C’était un réel privilège de participer à l’envoi dans tout le pays de la nourriture spirituelle, telle que les périodiques La Tour de Garde et Réveillez-vous! ainsi que d’autres publications. Nous vivions des moments très exaltants.
Sur les 16 personnes avec qui Rita a eu la joie d’étudier la Bible à leur domicile, la moitié à peu près sont devenues Témoins de Jéhovah. Voici le cas de Dolores, une jeune mariée: en raison d’un problème cardiaque, elle passait les hivers froids au lit. Au printemps, elle pouvait se lever et retrouver un peu d’activité. Dolores avait une grande foi; lorsqu’est arrivé le jour de notre assemblée de district de Toulouse, en France, elle ne voulait la manquer pour rien au monde. Le médecin l’a mise en garde, lui disant que cela n’était pas sage à cause de son cœur. Alors, en tablier et en chaussons, elle est descendue à la gare pour dire au revoir à son mari, à sa mère et aux autres. Les larmes aux yeux, elle n’a pas supporté de les voir partir sans elle; elle est donc montée dans le train, et en route pour la France! Rita n’était pas au courant. Une fois à l’assemblée, imaginez sa surprise de voir Dolores, souriant jusqu’aux oreilles!
Une étude biblique particulière
Nous ne saurions terminer le récit de notre activité à Madrid sans mentionner Don Benigno Franco, “el professor”. Un Témoin de l’endroit m’a conduit chez un homme d’un certain âge qui vivait avec sa femme dans un immeuble très pauvre. J’ai commencé une étude de la Bible avec lui. Au bout d’un an et demi, il a demandé à être baptisé et est devenu Témoin de Jéhovah.
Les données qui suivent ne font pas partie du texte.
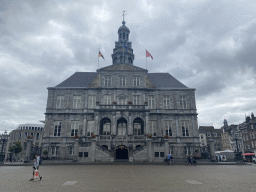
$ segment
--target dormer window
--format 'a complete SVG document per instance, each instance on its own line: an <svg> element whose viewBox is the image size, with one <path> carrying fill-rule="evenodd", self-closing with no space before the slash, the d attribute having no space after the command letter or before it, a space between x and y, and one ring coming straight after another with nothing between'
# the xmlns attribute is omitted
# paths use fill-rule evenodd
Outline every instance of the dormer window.
<svg viewBox="0 0 256 192"><path fill-rule="evenodd" d="M120 77L120 86L126 86L126 77Z"/></svg>
<svg viewBox="0 0 256 192"><path fill-rule="evenodd" d="M110 76L105 76L104 86L111 86L111 77Z"/></svg>

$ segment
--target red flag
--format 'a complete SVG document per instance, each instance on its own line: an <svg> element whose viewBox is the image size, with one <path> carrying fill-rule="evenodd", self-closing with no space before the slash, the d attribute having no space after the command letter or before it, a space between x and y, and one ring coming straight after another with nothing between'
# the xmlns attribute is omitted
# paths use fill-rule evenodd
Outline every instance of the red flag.
<svg viewBox="0 0 256 192"><path fill-rule="evenodd" d="M151 59L153 60L152 55L146 50L146 57L151 57Z"/></svg>

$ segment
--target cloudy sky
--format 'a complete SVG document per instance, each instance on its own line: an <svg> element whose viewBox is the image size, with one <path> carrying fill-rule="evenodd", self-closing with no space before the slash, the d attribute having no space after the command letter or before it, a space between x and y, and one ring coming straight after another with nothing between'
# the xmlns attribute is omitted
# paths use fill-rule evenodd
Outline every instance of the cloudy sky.
<svg viewBox="0 0 256 192"><path fill-rule="evenodd" d="M196 88L199 126L244 121L256 101L255 0L0 0L0 133L44 120L47 87L111 65L126 11L134 65Z"/></svg>

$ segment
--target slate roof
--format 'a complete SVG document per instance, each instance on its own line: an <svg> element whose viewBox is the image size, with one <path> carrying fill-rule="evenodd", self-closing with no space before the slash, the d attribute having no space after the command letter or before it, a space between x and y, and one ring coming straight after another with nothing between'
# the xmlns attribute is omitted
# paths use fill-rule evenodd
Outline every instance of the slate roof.
<svg viewBox="0 0 256 192"><path fill-rule="evenodd" d="M76 72L56 87L88 87L95 77L96 72Z"/></svg>
<svg viewBox="0 0 256 192"><path fill-rule="evenodd" d="M147 75L157 88L188 88L169 73L148 73Z"/></svg>
<svg viewBox="0 0 256 192"><path fill-rule="evenodd" d="M169 73L147 73L148 78L157 88L188 88ZM61 87L88 87L97 77L96 72L76 72L68 79L57 85Z"/></svg>

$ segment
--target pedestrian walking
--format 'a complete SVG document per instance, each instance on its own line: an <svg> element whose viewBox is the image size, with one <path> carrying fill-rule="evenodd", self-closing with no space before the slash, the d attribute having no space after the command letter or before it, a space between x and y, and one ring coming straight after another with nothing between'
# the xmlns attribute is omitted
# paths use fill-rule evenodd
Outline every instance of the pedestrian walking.
<svg viewBox="0 0 256 192"><path fill-rule="evenodd" d="M39 169L39 161L40 161L40 156L38 154L35 155L35 159L34 159L34 166L33 166L33 177L29 180L29 181L33 181L34 180L34 175L35 175L35 170ZM39 172L38 172L39 175ZM39 175L40 181L42 180L42 176Z"/></svg>

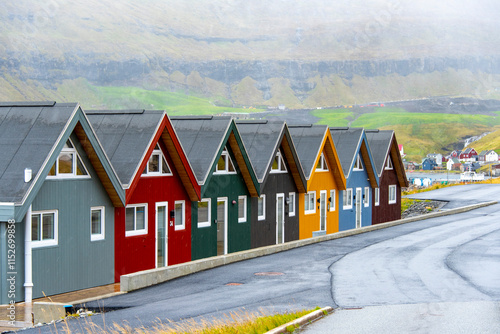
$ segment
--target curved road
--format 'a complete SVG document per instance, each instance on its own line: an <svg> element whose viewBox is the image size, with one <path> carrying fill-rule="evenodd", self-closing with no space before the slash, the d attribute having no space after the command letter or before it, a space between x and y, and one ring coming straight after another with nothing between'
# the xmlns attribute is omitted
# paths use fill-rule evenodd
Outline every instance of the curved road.
<svg viewBox="0 0 500 334"><path fill-rule="evenodd" d="M443 208L448 209L500 201L500 185L455 186L413 197L450 201ZM496 204L234 263L93 302L87 305L116 310L90 321L68 321L61 329L82 332L89 323L151 327L169 320L220 318L238 310L332 306L338 308L334 315L302 331L443 332L443 323L450 322L446 328L453 329L472 317L472 328L494 333L500 332L499 301ZM475 324L480 320L487 327ZM53 331L53 326L36 329Z"/></svg>

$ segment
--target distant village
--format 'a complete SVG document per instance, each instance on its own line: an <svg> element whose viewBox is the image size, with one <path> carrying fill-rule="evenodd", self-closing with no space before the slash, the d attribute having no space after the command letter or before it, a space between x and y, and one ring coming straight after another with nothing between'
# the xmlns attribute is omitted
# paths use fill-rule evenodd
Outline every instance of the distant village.
<svg viewBox="0 0 500 334"><path fill-rule="evenodd" d="M500 163L498 161L498 153L494 150L485 150L477 153L474 148L468 147L464 150L452 151L449 155L443 156L440 153L429 153L422 159L421 163L406 161L404 157L403 145L399 145L399 152L403 158L403 164L407 171L414 170L448 170L464 172L478 172L485 165L490 168L484 170L485 174L500 175Z"/></svg>

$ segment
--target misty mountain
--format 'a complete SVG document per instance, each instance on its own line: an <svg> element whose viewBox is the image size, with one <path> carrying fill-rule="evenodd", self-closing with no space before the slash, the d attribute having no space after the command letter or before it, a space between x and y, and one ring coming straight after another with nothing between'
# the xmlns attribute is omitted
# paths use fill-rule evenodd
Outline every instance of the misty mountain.
<svg viewBox="0 0 500 334"><path fill-rule="evenodd" d="M81 78L232 105L496 98L499 9L490 0L3 1L0 98L50 98Z"/></svg>

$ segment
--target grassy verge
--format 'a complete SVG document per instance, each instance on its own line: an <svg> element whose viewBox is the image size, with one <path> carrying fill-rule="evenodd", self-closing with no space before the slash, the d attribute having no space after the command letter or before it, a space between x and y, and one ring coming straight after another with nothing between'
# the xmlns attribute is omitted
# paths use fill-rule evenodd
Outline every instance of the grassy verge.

Ce vieux monsieur était le cousin de Francisco Franco, alors dictateur de l’Espagne. Il semble que Don Benigno avait toujours été épris de liberté. Durant la guerre civile, il avait soutenu la République et s’était opposé à son cousin, le général qui a remporté la guerre et établi une dictature catholique. Dès 1939, Don Benigno s’était vu refuser le droit de travailler et depuis, il devait se contenter d’un niveau de vie très modeste. Voilà comment le cousin du général Franco, caudillo d’Espagne, est devenu Témoin de Jéhovah.